I am confused about what emmeans is averaging over with brms.
After fitting a generalized linear model with brms, I can pass the model object to emmeans() to obtain the posterior for marginal means the outcome on the probability or response scale. Since probabilities are non-linear in the parameters, the distribution of predictors affects these predictions. Accordingly, we need to specify the distribution/grid we want to average over for the marginal means.

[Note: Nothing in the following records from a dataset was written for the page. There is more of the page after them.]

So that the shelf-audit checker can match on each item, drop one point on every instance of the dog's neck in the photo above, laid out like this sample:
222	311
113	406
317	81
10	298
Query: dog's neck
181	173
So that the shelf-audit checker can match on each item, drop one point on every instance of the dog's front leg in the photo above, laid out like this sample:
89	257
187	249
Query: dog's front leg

To illustrate the source of confusion, let’s simulate some data and fit a beta regression. We’re interested in the marginal means of y for values of x, averaging over z.
library(brms)
library(emmeans)
set.seed(123)
# simulate data
df <- data.frame(y = runif(100),
x = sample(0:1, size = 100, replace = T),
z = as.character(sample(1:4, size = 100, replace = T)))
# fit beta model
mod <- brms::brm(formula = y ~ x + z + x:z,
data = df,
family = Beta(link = "logit", link_phi = "log"),
seed = 123)
Doesn’t include predictors in grid
If we don’t specify anything about the predictor grid, the resulting object does not contain any information about the distribution of the predictor we’re averaging over z. What distribution is it implicitly assuming?
# Specify nothing about grid
nogrid <- emmeans(object = mod, ~x, epred = TRUE)
nogrid
#> x emmean lower.HPD upper.HPD
#> 0 0.545 0.466 0.622
#> 1 0.459 0.386 0.530
#>
#> Point estimate displayed: median
#> HPD interval probability: 0.95
nogrid@grid
#> x .wgt.
#> 1 0 46
#> 2 1 54
If we explicitly tell emmeans to weight each cell of the grid by its frequency in the sample, we get identical implied weights and still no mention of z in the grid/output.
# Specify that expected values should be based on probabilities for each cell
# of the predictor grid, where the cell's contribution is weighted by frequency
weighted <- emmeans(object = mod, ~x, weights = "cells", epred = TRUE)
weighted
#> x emmean lower.HPD upper.HPD
#> 0 0.541 0.460 0.614
#> 1 0.462 0.393 0.535
#>
#> Point estimate displayed: median
#> HPD interval probability: 0.95
weighted@grid
#> x .wgt.
#> 1 0 46
#> 2 1 54
It also does not appear possible to use the at argument either to fix this, as the below code produces the same issue (although somewhat different estimates).
emmeans(object = mod, ~x, weights = "cells",
at = list(z = unique(df$z)), epred = TRUE)
Expected grid
While none of the above appear to average over z, I was expecting them to use a predictor grid like the below:
# What I was expecting:
grid_expected <- ref_grid(mod, weights = "cells")
grid_expected@grid
#> x z .wgt.
#> 1 0 1 15
#> 2 1 1 17
#> 3 0 2 13
#> 4 1 2 11
#> 5 0 3 9
#> 6 1 3 10
#> 7 0 4 9
#> 8 1 4 16
Rather than pass the grid I produced with ref_grid above to emmeans(), I’d like to understand what is going on with the other code.
Figured I’d ping @Russ_Lenth